2° secolo : Cristiani nel mondo ma non di questo mondo

Il meraviglioso ed insperato evento della Salvezza in Cristo, ossia l'umanizzazione di Dio e quindi la divinizzazione dell'uomo, è vissuto dalle giovani comunità cristiane in modo cosciente, intenso ed eucaristico. Ne è prova il clima escatologico del "già" e "non ancora" che caratterizza i primi cristiani. Vivono in questo mondo, ma hanno la coscienza precisa di non essere di questo mondo.

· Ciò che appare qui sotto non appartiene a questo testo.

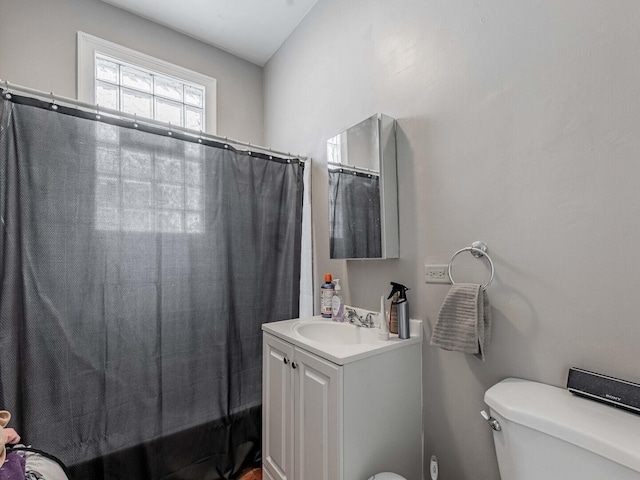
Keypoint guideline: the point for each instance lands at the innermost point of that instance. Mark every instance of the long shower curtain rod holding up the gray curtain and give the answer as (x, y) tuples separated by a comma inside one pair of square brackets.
[(9, 87)]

Il cap. quinto della Lettera a Diogneto (II° sec.) non lascia dubbi intorno alla consapevolezza di questi primi cristiani di essere in questo mondo - che passa - dei pellegrini provvisori.

Vivono in questo mondo, ma sotto il segno dell'attesa escatologica, ossia completamente proiettati verso l'altro versante del tempo.

L'antichissima e misteriosa formula liturgica aramaica "Maranathà", che si ritrova spesso sulle labbra e nel cuore di questi nostri primi fratelli nella fede, è carica di questa tensione escatologica: «evoca la presenza del Risorto in mezzo ai suoi, supplica perché questa presenza si rinnovi al momento della celebrazione, affretta col desiderio e la preghiera il suo ritorno definitivo nella gloria: Venga il Signore e passi questo mondo... Maranathà! Amen». (1)


(1) M. MAGRASSI, Maranathà. Il clima escatologico della celebrazione primitiva in Rivista liturgica, 53 (1966) 3, 392-393.